Letztlich kommen bei solchen Untersuchungen Psychogramme heraus. Kein Zufall, dass die Arbeitsgruppe Forensische Psychologie der Universität Konstanz an der Entwicklung von „RADAR“ beteiligt war. 2015 begann laut der Universität am Bodensee die Zusammenarbeit mit dem BKA. Das Programm eigne sich auch, um Risikofaktoren für schwere Gewaltdelikte an Schulen oder Gewalt am Arbeitsplatz möglichst rechtzeitig aufzudecken.

Die Verrätselung über den genaueren Charakter der interessanten Personendaten von Islamisten in Deutschland durch das BKA hat ihren Grund. Ohne die Zusammenarbeit mit den Verfassungsschutzämtern – als Hinweise von V-Leuten – ist diese Präventionsarbeit zur Verhinderung von Anschlägen nicht denkbar. Als wichtig gelten zudem Hinweise von Nachrichtendiensten anderer Länder. Beispielsweise reicht es noch nicht aus, eine Person zum Gefährder zu erklären, deren Name auf einer amerikanischen No-Fly-List steht – die also mit einem Einsteigeverbot in Flugzeuge Richtung USA belegt ist. Die Information kann aber Auslöser für weitere Recherchen durch die Polizei sein.

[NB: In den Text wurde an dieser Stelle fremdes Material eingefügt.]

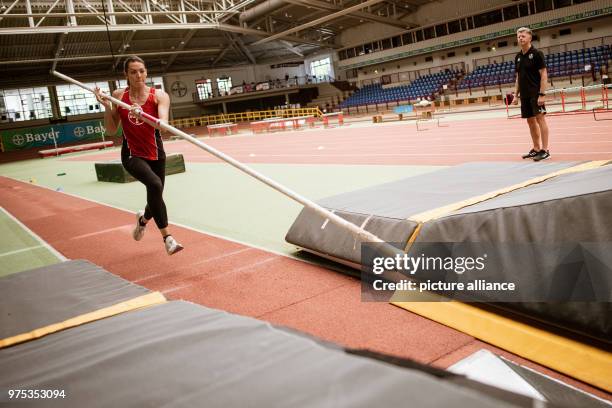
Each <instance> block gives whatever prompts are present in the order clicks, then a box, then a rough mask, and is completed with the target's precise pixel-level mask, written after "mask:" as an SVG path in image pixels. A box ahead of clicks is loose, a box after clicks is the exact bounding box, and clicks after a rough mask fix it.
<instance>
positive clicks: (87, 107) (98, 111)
mask: <svg viewBox="0 0 612 408" xmlns="http://www.w3.org/2000/svg"><path fill="white" fill-rule="evenodd" d="M85 85H87V86H88V87H90V88H95V87H98V88H100V89H101V90H102V91H103V92H104V93H106V94H110V89H109V87H108V82H106V81H104V82H90V83H87V84H85ZM55 90H56V91H57V100H58V102H59V106H60V114H61V115H62V116H72V115H85V114H87V113H97V112H102V107H101V106H100V104H99V103H98V101H97V100H96V97H95V95H94V94H92V93H91V92H89V91H87V90H85V89H83V88H81V87H79V86H77V85H72V84H70V85H58V86H56V87H55Z"/></svg>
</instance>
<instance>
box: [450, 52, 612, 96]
mask: <svg viewBox="0 0 612 408" xmlns="http://www.w3.org/2000/svg"><path fill="white" fill-rule="evenodd" d="M610 57H611V49H610V45H601V46H599V47H592V48H585V49H582V50H575V51H565V52H562V53H558V54H549V55H547V56H546V66H547V69H548V76H549V77H561V76H568V75H579V74H584V73H585V69H584V67H585V65H587V64H589V65H591V70H593V71H595V72H599V69H600V67H601V66H603V65H606V64H607V61H608V60H609V59H610ZM514 80H515V75H514V61H506V62H502V63H496V64H491V65H485V66H480V67H478V68H476V69H475V70H474V71H473V72H471V73H469V74H468V75H466V76H465V78H463V80H462V81H461V83H460V84H459V89H466V88H469V87H471V88H477V87H481V86H488V85H497V84H507V83H512V82H514Z"/></svg>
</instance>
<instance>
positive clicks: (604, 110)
mask: <svg viewBox="0 0 612 408" xmlns="http://www.w3.org/2000/svg"><path fill="white" fill-rule="evenodd" d="M610 88H612V85H611V84H607V85H604V84H600V85H589V86H576V87H572V88H559V89H550V90H548V91H546V107H547V115H553V116H554V115H580V114H585V113H586V114H591V113H592V112H593V109H598V110H601V109H603V110H604V111H605V110H608V109H609V89H610ZM504 101H505V104H506V115H507V117H508V119H517V118H520V117H521V115H520V114H511V113H510V110H511V109H513V108H519V107H518V106H516V107H513V106H509V105H508V101H507V100H506V99H505V98H504ZM552 106H555V107H557V108H560V109H555V110H551V109H549V108H550V107H552Z"/></svg>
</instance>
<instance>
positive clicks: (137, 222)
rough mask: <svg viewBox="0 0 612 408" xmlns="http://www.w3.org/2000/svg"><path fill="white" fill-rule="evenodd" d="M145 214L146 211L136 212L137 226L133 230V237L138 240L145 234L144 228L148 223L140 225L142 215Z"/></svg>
mask: <svg viewBox="0 0 612 408" xmlns="http://www.w3.org/2000/svg"><path fill="white" fill-rule="evenodd" d="M143 215H144V212H142V211H138V212H137V213H136V227H134V231H132V237H133V238H134V239H135V240H136V241H140V240H141V239H142V237H143V236H144V230H145V228H147V225H146V224H145V225H140V217H142V216H143Z"/></svg>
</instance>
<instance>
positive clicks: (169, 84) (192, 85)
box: [164, 64, 305, 118]
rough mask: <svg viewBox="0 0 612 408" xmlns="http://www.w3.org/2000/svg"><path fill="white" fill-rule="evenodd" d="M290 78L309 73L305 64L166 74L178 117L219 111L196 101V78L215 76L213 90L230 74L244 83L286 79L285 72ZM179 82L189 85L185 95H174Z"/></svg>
mask: <svg viewBox="0 0 612 408" xmlns="http://www.w3.org/2000/svg"><path fill="white" fill-rule="evenodd" d="M286 74H287V75H289V76H290V77H292V78H293V77H294V76H296V75H297V76H299V77H303V76H305V69H304V64H301V65H299V66H297V67H286V68H271V67H270V64H266V65H264V64H261V65H243V66H238V67H233V68H216V69H207V70H199V71H188V72H180V73H172V74H168V75H165V76H164V82H165V83H164V86H165V88H166V91H167V92H168V94H169V95H170V102H171V108H172V113H173V117H174V118H181V117H189V116H199V115H204V114H207V113H211V112H212V113H216V111H217V110H218V109H217V108H216V107H209V108H206V107H202V106H200V105H198V104H194V103H193V94H194V93H195V92H196V85H195V81H197V80H199V79H211V80H212V87H213V90H216V89H217V78H220V77H222V76H229V77H231V78H232V84H233V85H234V86H235V85H242V82H243V81H244V82H247V83H251V82H262V81H267V80H270V79H273V80H274V79H276V78H279V79H284V78H285V75H286ZM175 81H181V82H183V83H184V84H185V86H186V87H187V93H186V94H185V96H183V97H178V96H175V95H172V93H171V91H170V89H171V87H172V84H173V83H174V82H175Z"/></svg>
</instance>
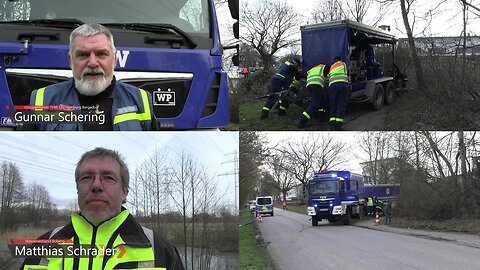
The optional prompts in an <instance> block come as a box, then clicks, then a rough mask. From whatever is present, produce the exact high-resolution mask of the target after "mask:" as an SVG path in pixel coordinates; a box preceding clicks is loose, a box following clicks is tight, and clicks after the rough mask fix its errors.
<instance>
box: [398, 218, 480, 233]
mask: <svg viewBox="0 0 480 270" xmlns="http://www.w3.org/2000/svg"><path fill="white" fill-rule="evenodd" d="M392 226H395V227H398V228H409V229H417V230H430V231H444V232H462V233H471V234H479V235H480V220H478V219H449V220H443V221H437V220H414V219H406V218H399V217H395V216H394V217H393V218H392Z"/></svg>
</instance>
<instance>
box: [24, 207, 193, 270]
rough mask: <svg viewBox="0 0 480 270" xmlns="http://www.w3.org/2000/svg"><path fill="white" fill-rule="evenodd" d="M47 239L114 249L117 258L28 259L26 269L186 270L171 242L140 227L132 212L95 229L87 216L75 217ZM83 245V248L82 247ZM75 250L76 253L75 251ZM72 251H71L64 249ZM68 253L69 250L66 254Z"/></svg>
mask: <svg viewBox="0 0 480 270" xmlns="http://www.w3.org/2000/svg"><path fill="white" fill-rule="evenodd" d="M41 238H43V239H70V240H72V242H73V245H71V246H70V247H72V248H73V249H75V247H77V251H79V250H80V249H79V248H80V247H83V248H84V250H85V249H86V248H89V247H93V246H94V245H95V246H96V247H97V248H99V249H102V248H104V250H113V251H114V254H113V256H111V255H109V254H107V253H106V252H105V254H107V255H105V256H104V255H102V254H101V253H98V254H97V256H93V255H90V256H82V257H79V256H65V257H64V258H62V257H60V258H47V259H43V258H42V259H36V258H30V259H26V260H25V262H24V265H23V268H22V269H23V270H26V269H48V270H50V269H65V270H70V269H72V270H77V269H91V270H103V269H127V268H128V269H151V270H154V269H156V270H183V269H184V268H183V264H182V262H181V260H180V258H179V255H178V252H177V250H176V249H175V247H173V246H172V245H171V244H170V243H168V242H167V241H166V240H163V239H162V238H161V237H158V236H157V235H156V234H154V233H153V231H152V230H150V229H147V228H145V227H142V226H140V224H138V223H137V221H136V220H135V219H134V218H133V216H132V215H130V213H129V212H128V210H126V209H124V208H123V211H122V212H121V213H120V214H118V215H117V216H115V217H113V218H111V219H109V220H107V221H105V222H103V223H101V224H100V225H99V226H98V227H95V226H93V225H92V224H91V223H89V222H88V221H87V220H85V218H84V217H83V216H81V215H80V214H77V213H73V214H72V218H71V223H69V224H68V225H66V226H64V227H60V228H57V229H55V230H53V231H50V232H48V233H47V234H45V235H43V236H42V237H41ZM78 245H80V246H78ZM73 249H72V250H73ZM64 250H68V248H66V249H64ZM66 252H67V251H66Z"/></svg>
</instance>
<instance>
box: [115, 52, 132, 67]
mask: <svg viewBox="0 0 480 270" xmlns="http://www.w3.org/2000/svg"><path fill="white" fill-rule="evenodd" d="M129 54H130V51H120V50H118V51H117V60H118V64H119V65H120V67H125V65H126V64H127V58H128V55H129Z"/></svg>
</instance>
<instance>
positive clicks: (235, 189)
mask: <svg viewBox="0 0 480 270" xmlns="http://www.w3.org/2000/svg"><path fill="white" fill-rule="evenodd" d="M227 155H228V156H229V155H233V160H229V161H225V162H222V164H225V163H233V172H227V173H222V174H219V175H218V176H228V175H233V176H234V179H235V183H234V187H235V188H234V192H235V215H237V214H238V213H239V212H238V211H239V207H240V205H239V204H238V192H237V191H238V188H239V186H238V184H239V183H238V151H237V150H235V151H233V153H228V154H225V155H224V156H227Z"/></svg>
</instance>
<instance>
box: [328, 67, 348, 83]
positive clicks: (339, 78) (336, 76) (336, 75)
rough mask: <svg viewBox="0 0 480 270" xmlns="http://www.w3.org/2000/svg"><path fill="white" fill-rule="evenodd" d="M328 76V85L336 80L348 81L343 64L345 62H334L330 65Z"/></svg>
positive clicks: (344, 68) (340, 81)
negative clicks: (332, 63)
mask: <svg viewBox="0 0 480 270" xmlns="http://www.w3.org/2000/svg"><path fill="white" fill-rule="evenodd" d="M328 78H329V82H328V85H332V84H334V83H337V82H344V83H348V75H347V66H346V65H345V63H344V62H342V61H337V62H335V63H334V64H333V65H332V66H331V67H330V72H329V73H328Z"/></svg>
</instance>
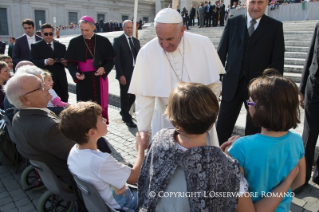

Wer als Gefährder klassifiziert ist, für den wird es ungemütlich. Die Polizei kann zum Mittel einer dauerhaften Überwachung greifen. Das Innenministerium in Stuttgart hat vor einigen Wochen den Sonderstab gefährliche Ausländer gebildet. Ein Expertenkreis soll die Abschiebung von gefährlichen Ausländern und ausländischen Straftätern vorantreiben. Neben gewaltbereiten Islamisten trifft das auch kriminelle Mehrfach- und Intensivstraftäter, Ausländer mit besonderem Gefahrenpotenzial oder solche, die bewusst und gewollt gegen Regeln eines geordneten Zusammenlebens verstoßen, wie es heißt. Wenn eine schnelle Abschiebung nicht möglich ist, stößt der Sonderstab eine Sanktionskette an. Dazu können die Verlegung in eine andere Unterkunft, Leistungskürzungen oder die Ablehnung oder Rücknahme der Einbürgerung gehören.

Das BKA arbeitet längst an der Weiterentwicklung von RADAR. Ein weiteres datenbasiertes System soll eine „individuelle Maßnahmenberatung für Hochrisikopersonen“ liefern. Der Arbeitsname für diese Software lautet „RISKANT“.